AD = Average dislikes per day:
10,000 seems an extreme value here - would agree with Jim Mischel's point that dislikes may be more significant than likes so am initially going with a negative scale factor of twice the size of the "likes" scale factor.
This gives the following results (see SQL Fiddle Demo):
ID TITLE SCORE
-----------------------------
3 Epic Fail 60.8
2 Silly Dog 4.166866
1 Funny Cat 1.396528
5 Trololool -1.666766
4 Duck Song -14950
[Am deliberately keeping this simple to present the idea of a starting point - but with real data you might find linear scaling isn't sufficient - in which case you could consider bandings or logarithmic scaling.]
Every video have:
likes
dislikes
views
upload_date
So we can deduct the following parameters from them:
like_rate = likes/views
dislike_rate = likes/views
view_rate = views/number_of_website_users
video_age = count_days(upload_date, today)
avg_views = views/upload_age
avg_likes = likes/upload_age
avg_dislikes = dislikes/upload_age
Before we can set the formula to be used, we need to specify how different videos popularity should work like, one way is to explain in points the property of a popular video:
A popular video is a recent one in most cases
The older a video gets, the higher avg_views it requires to become popular
A video with a like_rate over like_rate_threshold or a dislike_rate over dislike_rate_threshold, can compete by the difference from its threshold with how old it gets
A high view_rate of a video is a good indicator to suggest that video to a user who have not watched it before
If avg_likes or avg_dislikes make most of avg_views, the video is considered active in the meantime, in case of active videos we don't really need to check how old it's
Conclusion: I don't have a formula, but one can be constructed by converting one unit into another's axis, like cutting a video age by days based on a calculation made using avg_likes, avg_dislikes, and avg_views
Since no one has pointed it out yet (and I'm a bit surprised), I'll do it. The problem with any ranking algorithm we might come up with is that it's based on our point of view. What you're certainly looking for is an algorithm that accomodates the median user point of view.

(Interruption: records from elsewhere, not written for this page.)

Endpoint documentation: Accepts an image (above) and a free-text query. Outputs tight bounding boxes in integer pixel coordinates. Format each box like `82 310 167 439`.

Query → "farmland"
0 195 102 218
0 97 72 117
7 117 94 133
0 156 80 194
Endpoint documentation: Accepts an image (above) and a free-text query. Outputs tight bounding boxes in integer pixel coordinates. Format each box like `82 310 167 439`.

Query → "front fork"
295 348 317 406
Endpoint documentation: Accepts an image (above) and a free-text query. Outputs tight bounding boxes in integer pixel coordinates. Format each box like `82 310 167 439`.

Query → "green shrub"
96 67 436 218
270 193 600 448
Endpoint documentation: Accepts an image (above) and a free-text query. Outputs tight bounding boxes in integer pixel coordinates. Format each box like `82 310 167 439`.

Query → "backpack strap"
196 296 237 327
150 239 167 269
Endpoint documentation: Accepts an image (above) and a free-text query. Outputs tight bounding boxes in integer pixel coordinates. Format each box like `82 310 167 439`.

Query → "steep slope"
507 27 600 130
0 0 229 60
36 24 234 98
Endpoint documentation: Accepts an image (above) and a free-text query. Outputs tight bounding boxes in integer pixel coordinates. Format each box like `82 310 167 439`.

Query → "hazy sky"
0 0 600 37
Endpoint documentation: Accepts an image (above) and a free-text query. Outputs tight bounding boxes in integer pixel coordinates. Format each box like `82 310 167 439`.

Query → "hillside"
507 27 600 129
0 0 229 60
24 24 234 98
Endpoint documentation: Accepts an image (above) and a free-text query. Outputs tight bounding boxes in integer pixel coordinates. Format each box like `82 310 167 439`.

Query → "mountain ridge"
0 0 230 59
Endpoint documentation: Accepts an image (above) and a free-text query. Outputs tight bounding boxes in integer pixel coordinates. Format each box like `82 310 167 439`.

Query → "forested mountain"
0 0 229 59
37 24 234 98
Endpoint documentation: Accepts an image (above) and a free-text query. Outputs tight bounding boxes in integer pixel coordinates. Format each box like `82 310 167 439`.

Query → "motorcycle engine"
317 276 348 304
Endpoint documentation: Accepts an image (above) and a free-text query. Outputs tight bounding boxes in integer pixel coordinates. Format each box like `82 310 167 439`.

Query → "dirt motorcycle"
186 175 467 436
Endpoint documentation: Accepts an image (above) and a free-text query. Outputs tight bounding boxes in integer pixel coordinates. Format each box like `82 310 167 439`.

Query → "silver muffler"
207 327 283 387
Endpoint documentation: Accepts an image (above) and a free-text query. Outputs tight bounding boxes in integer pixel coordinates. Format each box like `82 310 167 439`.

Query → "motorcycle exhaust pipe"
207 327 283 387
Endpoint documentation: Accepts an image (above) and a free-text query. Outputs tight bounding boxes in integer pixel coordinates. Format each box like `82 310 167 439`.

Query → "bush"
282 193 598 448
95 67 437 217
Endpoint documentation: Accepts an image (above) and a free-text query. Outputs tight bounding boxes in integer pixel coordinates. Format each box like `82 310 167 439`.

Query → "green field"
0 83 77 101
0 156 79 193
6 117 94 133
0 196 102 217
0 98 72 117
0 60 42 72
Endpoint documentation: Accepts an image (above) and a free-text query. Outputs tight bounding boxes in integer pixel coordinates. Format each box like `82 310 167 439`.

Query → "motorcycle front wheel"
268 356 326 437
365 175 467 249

This is no new idea. Netflix had it some time ago, only they personalized it, basing theirs on individual selections. We are looking - as I said - for the median user best ranking.
So how to achieve it? As others have suggested, you are looking for a function R(L,D,V,U) that returns a real number for the sort key. R() is likely to be quite non-linear.
This is a classical machine learning problem. The "training data" consists of user selections. When a user selects a movie, it's a statement about the goodness of the ranking: selecting a high-ranked one is a vote of confidence. A low-ranked selection is a rebuke. Function R() should revise itself accordingly. Initially, the current ranking system can be used to train the system to mirror its selections. From there it will adapt to user feedback.
There are several schemes and a huge research literature on machine learning for problems like this: regression modeling, neural networks, representation learning, etc. See for example the Wikipedia page for some pointers.
I could suggest some schemes, but won't unless there is interest in this approach. Say "yes" in comments if this is true.
Implementation will be non-trivial - certainly more than just tweaking your SELECT statement. But on the plus side you'll be able to claim your customers are getting what they're asking for in very good conscience!